Brutte notizie per gli atleti tatuati: uno studio (Luetkemeier et al Med Sci Sports Exerc 49(7): 1432-1436, 2017) recentemente presentato all’American College of Sports Medicine meeting a Denver, USA, sta gettando scompiglio tra i tantissimi giovani atleti che si sono coperti di disegni più o meno artistici in quanto lo studio ha messo in evidenza che misurando il rateo di sudorazione e la composizione del sudore nelle aree tatuate si è visto che i tatuaggi riducono la sudorazione del 53% e concentrano maggiormente il sodio del 62% rispetto la pelle non tatuata. I ricercatori suggeriscono che anche l’assorbimento del sodio sia alterato e che globalmente i tatuaggi interferiscano con la normale sudorazione. L’età del tatuaggio non comporta differenze nei risultati.

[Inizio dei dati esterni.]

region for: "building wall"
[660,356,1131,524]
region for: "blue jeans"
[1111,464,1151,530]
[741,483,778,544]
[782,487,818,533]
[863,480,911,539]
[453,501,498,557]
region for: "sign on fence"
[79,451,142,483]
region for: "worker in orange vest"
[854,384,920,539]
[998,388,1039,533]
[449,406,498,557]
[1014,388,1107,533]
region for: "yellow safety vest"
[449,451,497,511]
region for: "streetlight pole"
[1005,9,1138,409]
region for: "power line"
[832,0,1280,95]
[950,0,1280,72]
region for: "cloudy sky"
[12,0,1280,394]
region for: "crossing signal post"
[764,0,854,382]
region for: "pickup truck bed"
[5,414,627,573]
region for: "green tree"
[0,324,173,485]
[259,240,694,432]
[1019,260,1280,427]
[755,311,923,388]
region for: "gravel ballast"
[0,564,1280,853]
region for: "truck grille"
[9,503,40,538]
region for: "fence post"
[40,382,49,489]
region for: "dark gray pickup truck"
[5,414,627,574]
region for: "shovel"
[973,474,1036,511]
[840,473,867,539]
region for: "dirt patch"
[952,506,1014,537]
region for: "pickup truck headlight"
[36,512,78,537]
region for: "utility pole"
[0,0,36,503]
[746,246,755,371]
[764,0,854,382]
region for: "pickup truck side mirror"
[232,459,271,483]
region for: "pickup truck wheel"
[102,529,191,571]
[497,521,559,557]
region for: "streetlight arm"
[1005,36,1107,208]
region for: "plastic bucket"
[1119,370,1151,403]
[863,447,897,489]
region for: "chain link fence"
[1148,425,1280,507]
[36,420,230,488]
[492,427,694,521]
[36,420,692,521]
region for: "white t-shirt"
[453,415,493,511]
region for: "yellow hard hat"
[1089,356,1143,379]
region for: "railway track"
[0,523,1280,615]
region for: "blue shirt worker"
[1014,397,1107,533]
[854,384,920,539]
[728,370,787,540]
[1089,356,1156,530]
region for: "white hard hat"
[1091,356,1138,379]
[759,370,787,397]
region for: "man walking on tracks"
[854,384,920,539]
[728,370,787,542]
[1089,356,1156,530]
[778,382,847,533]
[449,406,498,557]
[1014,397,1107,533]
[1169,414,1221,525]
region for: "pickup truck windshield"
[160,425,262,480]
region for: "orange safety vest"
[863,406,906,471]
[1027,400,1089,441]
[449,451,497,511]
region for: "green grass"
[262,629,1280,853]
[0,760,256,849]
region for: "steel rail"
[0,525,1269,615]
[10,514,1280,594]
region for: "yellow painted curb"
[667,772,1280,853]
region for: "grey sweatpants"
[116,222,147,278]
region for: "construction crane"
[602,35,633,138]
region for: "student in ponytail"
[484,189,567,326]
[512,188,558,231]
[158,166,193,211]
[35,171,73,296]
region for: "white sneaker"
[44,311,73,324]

Ovviamente il campione su cui è stato condotto questo studio è molto limitato (10 soggetti) e vi sono troppe variabili per poter trarre delle conclusioni, a partire dalle dimensioni dell’area tatuata e dalla localizzazione sul corpo, ma in generale grandi tatutaggi potrebbero avere un impatto sulla termoregolazione e quindni sulle prestazioni in particolare con clima molto caldo e umido.
Di che discuterne animatamente davanti a cotechino e lenticchie.